甘葛煎(あまずらせん)

甘葛』(あまずら)というのを甘味料として使っています。 

正確には『甘葛煎』ですから、甘葛を煎じて煮詰めたもののようですが、その植物が何なのか分かっていないようです。 

甘茶蔓のようなものかもしれません。 

作中では樹液としていますが、詳細は不明です。 

 

枕草子に『削氷(けずりひ)に甘葛入れて、新しき金鋺(かなまり)に入れたる』とあります。 

かき氷のシロップというところですね。 

ガラスの器に入れたいところですが、まだガラスはありません。 

 

なぜそんな甘味料を使っているかというと砂糖がまだないからです。 

輸入品のとしては存在していましたが。 

 

他の甘味料として、水飴は作られていました。 

甘いものを求めるのは習性といってもいいでしょう。 

花の蜜や果物が甘いのは、昆虫や動物を引きつけるためですから、塩分と糖分は本能的に欲するものと言えます。 

 

 

砂糖が広まるには、サトウキビが多く栽培されないといけません。 

現在、どこで作られているかというと、沖縄と鹿児島です。 

沖縄でなくてもサトウキビ自体は作れます。 

ただし、気温が違うためか、日照が違うせいか、できる糖分に違いが出るそうです。 

 

甜菜(かんさい)、サトウダイコンは北海道で多く作られています。 

寒くても砂糖ができる植物はありました。 

ダイコンと言っていますが、ビート、かぶというかほうれん草の仲間です。 

フランス・ドイツなどで砂糖の原料というと、このサトウダイコンを思い浮かべるほどで、世界の砂糖の30%、日本の砂糖の25%が、サトウダイコンから作られています。 

 

面白いのは、サトウキビの砂糖とサトウダイコンの砂糖がまったく違うものだということです。 

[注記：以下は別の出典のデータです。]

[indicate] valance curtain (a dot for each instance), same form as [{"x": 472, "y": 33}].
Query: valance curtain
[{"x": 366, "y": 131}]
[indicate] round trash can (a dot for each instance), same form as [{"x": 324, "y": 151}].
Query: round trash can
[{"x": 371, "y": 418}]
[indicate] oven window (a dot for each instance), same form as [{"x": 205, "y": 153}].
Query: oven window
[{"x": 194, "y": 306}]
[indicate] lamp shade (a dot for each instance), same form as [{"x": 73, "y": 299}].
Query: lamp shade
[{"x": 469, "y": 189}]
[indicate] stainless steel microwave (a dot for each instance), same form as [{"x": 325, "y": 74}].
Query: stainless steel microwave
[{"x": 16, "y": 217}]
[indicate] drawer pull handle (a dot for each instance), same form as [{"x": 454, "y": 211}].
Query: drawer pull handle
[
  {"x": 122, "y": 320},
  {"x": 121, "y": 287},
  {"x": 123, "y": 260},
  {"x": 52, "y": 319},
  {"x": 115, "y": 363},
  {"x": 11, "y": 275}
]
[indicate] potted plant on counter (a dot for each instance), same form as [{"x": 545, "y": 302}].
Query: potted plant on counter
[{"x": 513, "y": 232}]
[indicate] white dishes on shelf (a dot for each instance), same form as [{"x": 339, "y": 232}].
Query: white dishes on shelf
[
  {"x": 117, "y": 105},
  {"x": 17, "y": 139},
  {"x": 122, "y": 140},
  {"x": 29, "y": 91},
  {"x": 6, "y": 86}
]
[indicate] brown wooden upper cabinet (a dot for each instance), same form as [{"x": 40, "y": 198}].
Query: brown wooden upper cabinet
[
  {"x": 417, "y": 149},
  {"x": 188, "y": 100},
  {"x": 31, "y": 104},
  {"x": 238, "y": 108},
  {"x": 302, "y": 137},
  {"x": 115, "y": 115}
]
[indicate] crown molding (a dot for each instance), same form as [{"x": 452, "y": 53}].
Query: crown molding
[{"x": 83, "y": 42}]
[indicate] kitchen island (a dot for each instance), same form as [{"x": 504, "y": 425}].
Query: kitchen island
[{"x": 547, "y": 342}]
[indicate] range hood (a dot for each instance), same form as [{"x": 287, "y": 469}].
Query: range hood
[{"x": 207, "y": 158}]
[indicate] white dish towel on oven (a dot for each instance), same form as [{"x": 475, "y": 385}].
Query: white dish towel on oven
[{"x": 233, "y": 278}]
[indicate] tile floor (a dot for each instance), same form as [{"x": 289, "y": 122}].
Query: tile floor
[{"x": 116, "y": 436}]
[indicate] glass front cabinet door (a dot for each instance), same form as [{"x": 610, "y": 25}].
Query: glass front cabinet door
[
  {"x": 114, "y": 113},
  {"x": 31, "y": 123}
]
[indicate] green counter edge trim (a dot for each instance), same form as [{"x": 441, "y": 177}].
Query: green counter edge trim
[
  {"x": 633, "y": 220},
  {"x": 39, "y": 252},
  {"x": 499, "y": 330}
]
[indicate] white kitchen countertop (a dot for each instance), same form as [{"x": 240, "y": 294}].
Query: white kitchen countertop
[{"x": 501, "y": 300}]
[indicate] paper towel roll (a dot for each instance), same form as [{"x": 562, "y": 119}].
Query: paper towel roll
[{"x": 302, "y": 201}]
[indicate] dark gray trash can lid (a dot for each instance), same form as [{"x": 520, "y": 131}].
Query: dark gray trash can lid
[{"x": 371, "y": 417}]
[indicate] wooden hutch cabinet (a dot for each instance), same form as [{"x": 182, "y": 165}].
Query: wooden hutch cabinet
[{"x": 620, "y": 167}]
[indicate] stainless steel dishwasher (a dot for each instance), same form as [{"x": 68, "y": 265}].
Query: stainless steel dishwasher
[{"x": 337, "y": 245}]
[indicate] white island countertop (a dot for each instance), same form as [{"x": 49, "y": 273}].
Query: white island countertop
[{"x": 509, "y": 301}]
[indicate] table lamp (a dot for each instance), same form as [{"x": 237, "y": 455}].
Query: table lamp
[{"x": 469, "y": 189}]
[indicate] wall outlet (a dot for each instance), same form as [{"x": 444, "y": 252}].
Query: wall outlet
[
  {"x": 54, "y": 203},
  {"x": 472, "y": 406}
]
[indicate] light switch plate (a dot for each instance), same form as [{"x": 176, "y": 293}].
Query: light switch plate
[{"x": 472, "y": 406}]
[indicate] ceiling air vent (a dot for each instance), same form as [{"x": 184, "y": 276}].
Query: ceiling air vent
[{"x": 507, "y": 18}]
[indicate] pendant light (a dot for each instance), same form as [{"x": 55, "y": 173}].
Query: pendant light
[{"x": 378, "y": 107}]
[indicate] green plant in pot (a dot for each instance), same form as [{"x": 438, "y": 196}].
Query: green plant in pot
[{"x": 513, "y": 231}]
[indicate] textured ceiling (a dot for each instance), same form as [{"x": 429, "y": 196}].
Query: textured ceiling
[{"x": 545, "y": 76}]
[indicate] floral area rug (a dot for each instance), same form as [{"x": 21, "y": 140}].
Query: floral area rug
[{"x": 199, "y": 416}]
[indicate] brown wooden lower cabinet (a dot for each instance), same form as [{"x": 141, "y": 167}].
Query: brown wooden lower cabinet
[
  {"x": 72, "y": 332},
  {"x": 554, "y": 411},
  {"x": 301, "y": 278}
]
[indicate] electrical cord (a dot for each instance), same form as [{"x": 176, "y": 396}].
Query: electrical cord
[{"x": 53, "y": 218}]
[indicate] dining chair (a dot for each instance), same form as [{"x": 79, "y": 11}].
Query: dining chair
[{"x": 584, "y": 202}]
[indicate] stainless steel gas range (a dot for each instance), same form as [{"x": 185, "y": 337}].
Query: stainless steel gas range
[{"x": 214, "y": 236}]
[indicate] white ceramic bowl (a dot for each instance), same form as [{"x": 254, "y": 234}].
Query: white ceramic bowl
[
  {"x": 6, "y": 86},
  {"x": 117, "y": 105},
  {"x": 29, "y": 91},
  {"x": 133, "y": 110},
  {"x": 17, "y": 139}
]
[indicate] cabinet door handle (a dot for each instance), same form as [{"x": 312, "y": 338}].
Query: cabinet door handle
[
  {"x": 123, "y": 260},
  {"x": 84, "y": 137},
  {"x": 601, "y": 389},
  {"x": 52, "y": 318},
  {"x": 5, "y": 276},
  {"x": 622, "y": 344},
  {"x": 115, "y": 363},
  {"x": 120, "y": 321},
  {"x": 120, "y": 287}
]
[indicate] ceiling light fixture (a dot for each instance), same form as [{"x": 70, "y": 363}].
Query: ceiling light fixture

黒糖・きび砂糖・和三盆・白砂糖は同じサトウキビからできていますから、味は違っても成分や性質は同じです。 

どう違うかというと、サトウキビは単糖類で、血糖値をすぐに上げるのに対し、サトウダイコンの方は多糖類で、血糖値をゆっくり上げるそうです。 

何より、サトウダイコンの砂糖にはオリゴ糖も含まれているとか。 

サトウダイコンの方が良さそうですね。 

 

ですから作中でも、寒くても作れるサトウダイコンを栽培させたいと思いました。 

しかし、砂糖の取り出し方が見つかるのは700年以上先ですから、重要な作物とはなっていないため、日本には入って来ていませんし、中国にもなかったかもしれません。 

元がないのですから、どうしようもありません。